The key to this design is how signature privileges are distributed: instead of the signature privilege is random on the previous block, the signature privilege is based on the block there are two thousand blocks. Thus, in the event of a fork, a minor who is lucky in one chain will also be lucky in the other, completely eliminating the attack with probabilistic double mine which is possible with PPCOIN. Another way to examine it is that, because Slasher uses the proof of 2000-blocs compensation instead of the proof now, and the forks will certainly not last 2000 blocks, there is only one currency supply to be used, so there is indeed “something at stake”. The penalty of the loss of block reward ensures that each node will take care to sign a single block with each block number.

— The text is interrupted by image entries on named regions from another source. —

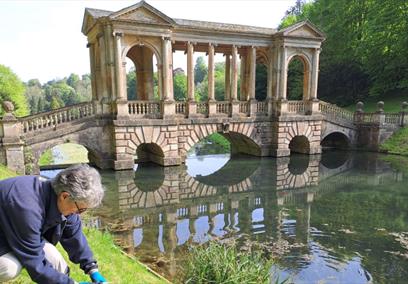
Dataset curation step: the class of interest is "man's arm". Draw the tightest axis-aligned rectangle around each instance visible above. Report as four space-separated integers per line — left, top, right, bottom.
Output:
60 214 98 274
0 200 74 284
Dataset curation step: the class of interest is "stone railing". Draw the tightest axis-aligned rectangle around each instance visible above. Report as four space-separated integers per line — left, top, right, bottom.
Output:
288 101 306 114
216 101 231 115
19 102 95 133
319 101 354 122
176 102 186 115
197 102 208 115
128 101 161 117
239 101 249 114
256 101 268 114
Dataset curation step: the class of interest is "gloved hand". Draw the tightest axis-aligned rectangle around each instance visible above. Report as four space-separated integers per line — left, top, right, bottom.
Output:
91 271 106 283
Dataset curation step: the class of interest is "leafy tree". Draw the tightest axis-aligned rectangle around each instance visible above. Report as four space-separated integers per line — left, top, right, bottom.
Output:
194 56 208 85
173 73 187 101
0 64 30 116
255 64 268 101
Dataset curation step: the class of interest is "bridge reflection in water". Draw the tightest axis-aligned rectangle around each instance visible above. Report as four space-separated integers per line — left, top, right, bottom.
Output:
96 152 401 278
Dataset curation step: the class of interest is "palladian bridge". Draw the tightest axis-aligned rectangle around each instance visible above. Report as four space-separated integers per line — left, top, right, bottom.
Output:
0 1 406 173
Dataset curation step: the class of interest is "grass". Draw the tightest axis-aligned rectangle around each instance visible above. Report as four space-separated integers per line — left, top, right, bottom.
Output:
8 228 169 284
39 143 89 166
380 127 408 155
38 149 54 166
345 95 408 112
183 241 283 284
0 164 169 284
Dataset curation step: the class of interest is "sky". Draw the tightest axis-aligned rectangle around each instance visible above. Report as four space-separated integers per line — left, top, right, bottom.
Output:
0 0 296 83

The use of 100 pre-engaged random numbers is an idea taken from youth gaming protocols; The idea is that powerful minors have no way of trying to create many blocks and publish only those who attribute to their own stake a signature privilege, because they do not know which other random data used to determine the stakeholder is when they create their blocks.
The system is not purely proof of putting; A certain proof of minimum work will be necessary to maintain a time interval between the blocks. However, an attack of 51% against proof of work would be essentially without consequence, because proof of signature of the stake is the only decisive factor in which blockchain wins. In addition, energy consumption based on work proof can be made to be less than 95 to 99%, resolving environmental concern with proof of work.